General managers have become more important the last several decades because of sabermetrics and super-agent Scott Boras. It was Boras and the salaries he got for his players that compelled clubs to look for the unexploited value that sabermetrics describes. Indeed, the way Boras sees it, baseball has left plenty of money on the table, and part of his job is to force the clubs to find it. “Why not sell advertising on uniforms?” was one of the many ideas I remember he suggested when I interviewed him several years ago.
When Boras started in the 1980s, he overmatched the baseball lifers who typically held the executive posts. If owners didn’t want to lose their shirts, they’d have to send out GMs who at least had a chance against Boras. So guys like Sandy Alderson, Brian Cashman, and Theo Epstein became the model of the new wave GMs. These execs didn’t just negotiate contracts as in the old days, or engineer a few big trades at the winter meetings—they built organizations. Of course this wasn’t entirely new, since some clubs had long taught players throughout their organizations how to play a particular brand of baseball. The Orioles used to do it, and they become a much poorer organization when they forgot about the Orioles way. You can tell pretty quickly which clubs have a method because these are the clubs that win from year to year.

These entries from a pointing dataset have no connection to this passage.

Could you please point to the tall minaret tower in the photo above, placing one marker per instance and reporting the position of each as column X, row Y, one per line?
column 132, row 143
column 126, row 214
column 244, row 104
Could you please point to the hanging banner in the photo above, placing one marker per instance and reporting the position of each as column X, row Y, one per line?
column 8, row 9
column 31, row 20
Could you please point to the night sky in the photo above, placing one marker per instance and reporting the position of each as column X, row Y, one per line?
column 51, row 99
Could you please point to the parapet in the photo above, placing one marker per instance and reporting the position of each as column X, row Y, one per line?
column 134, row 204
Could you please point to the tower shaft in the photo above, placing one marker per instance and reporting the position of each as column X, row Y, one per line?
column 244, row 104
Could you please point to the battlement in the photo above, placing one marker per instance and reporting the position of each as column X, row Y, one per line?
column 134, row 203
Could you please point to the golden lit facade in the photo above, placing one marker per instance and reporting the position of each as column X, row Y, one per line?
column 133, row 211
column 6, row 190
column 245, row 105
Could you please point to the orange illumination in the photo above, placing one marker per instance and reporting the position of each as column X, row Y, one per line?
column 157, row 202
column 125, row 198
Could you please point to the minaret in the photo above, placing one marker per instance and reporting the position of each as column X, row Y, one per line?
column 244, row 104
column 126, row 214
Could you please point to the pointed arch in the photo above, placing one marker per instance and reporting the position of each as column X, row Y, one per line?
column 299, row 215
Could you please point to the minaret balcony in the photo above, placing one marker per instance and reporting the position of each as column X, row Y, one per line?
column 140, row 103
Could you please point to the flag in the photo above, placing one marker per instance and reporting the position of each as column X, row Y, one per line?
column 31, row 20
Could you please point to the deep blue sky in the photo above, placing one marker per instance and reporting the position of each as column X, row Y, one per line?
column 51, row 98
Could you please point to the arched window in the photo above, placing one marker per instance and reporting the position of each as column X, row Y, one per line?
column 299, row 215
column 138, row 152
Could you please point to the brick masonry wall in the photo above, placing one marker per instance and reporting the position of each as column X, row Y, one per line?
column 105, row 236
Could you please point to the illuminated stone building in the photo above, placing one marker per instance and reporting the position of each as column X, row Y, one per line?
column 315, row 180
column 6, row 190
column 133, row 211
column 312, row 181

Baseball tended to overvalue the role of the manager because the job was often filled by real characters like Casey Stengel, or Earl Weaver, or Sparky Anderson, lively figures who were also baseball geniuses. But the other reason the manager was seen as a club’s central cog is because the job of the GM wasn’t as important as it is now. With more money coming in the game, baseball has become more like the real business world. Sure, there are still lots of characters in the dugout, but in reality the manager is middle management. If he doesn’t do the job, isn’t prepared every day and well in advance like a Joe Maddon then he’s gone. But if the problem is with the organization, if there is no larger plan for playing winning baseball, then that’s the fault of the top executive.